The bill would require all public school sex education to be uniformly scientific, and give teachers a standard by which to teach. It also would require state-funded sex education to include lessons on both abstinence and contraception, as well as the prevention of pregnancy and sexually transmitted diseases.
The bill says medically accurate sex education should be defined by peer-reviewed journals and recognized organizations with expertise in the field.
The Department of Health policy is currently focused on STDs and family planning. But most grants and funding come from what the state labels "abstinence-only until marriage" programs, which limits the range of some lessons, cutting out topics like abortion, masturbation and safe premarital sex. Abstinence-only sex education received $866,551 in federal funding in Hawaii in fiscal year 2003.
"People think that (educators) talking about it causes them to do these things," Amaral said, adding that's not the case.
Others disagree.
There is a basis for concern that sex education increases student sexual activity, said Kelly Rosati, executive director of the Hawaii Family Forum. "People wouldn't be aware about their kids learning about masturbation, and parents would be alarmed."

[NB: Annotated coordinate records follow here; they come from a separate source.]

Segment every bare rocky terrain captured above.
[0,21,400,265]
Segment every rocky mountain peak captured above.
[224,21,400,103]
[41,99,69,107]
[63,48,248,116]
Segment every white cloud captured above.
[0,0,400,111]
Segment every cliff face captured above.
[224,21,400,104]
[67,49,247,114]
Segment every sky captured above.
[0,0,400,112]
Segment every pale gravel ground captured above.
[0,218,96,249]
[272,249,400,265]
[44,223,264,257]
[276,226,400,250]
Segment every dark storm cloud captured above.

Rosati, also a lobbyist for the Catholic Conference, said requiring medically accurate sex education is "unnecessary, because abstinence is the surest way to avoid pregnancy."
But Amaral counters that such topics need to be addressed. Critics of medically accurate sex education ask whether it means they are going to talk about masturbation and sex, Amaral said, "and those are the facts of life. Yeah, we are going to talk about these things."
Oregon, California and New Jersey have begun teaching guidelines of conduct for sexually active students; "sex respect," which includes contraception use, STD prevention and anti-sexual abuse methods; and abortion.
"If teachers want to talk about sex education, they can," Amaral said, "but they have to bring in everything on their own."